Architect Koen Olthuis van Waterstudio.NL heeft voor de catalogus van de Amerikaanse onderneming ARKUP een ‘woonjacht’ ontworpen. Een eerste exemplaar van de varende woning wordt momenteel gebouwd en zal te zien zijn tijdens de Fort Lauderdale International Boat Show, die in februari 2018 plaatsvindt.

Het Next Generation Floating House is vormgegeven als een luxueuze en ruime drijvende villa. De woning biedt een oppervlak van ruim 400 m2.

Varen of staan
Het ontwerp van Koen Olthuis onderscheidt zich verder van de gewoonlijke drijvende woningen doordat het zichzelf kan voortstuwen. Voorzien van elektrisch aangedreven schroeven verandert de drijvende woning in een ‘bewoonbaar jacht’, in de woorden van de firma ARKUP.

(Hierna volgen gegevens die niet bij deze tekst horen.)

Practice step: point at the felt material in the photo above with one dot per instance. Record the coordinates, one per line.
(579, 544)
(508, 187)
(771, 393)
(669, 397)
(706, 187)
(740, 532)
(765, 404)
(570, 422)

Het ontwerp heeft nog een opvallend kenmerk. De drijvende villa is voorzien van een hydraulisch systeem waarmee het vier poten op de bodem kan zetten, indien de bewoners meer stabiliteit wensen. Het hydraulische systeem kan de villa zelfs boven het wateroppervlak uit tillen en het systeem zou zelfs orkanen kunnen weerstaan.

Zelfvoorzienend
Het Next Generation Floating House is in hoge mate autonoom en milieuvriendelijk. Het functioneert geheel op zonne-energie en is onder meer voorzien van een systeem voor opvang en zuivering van regenwater.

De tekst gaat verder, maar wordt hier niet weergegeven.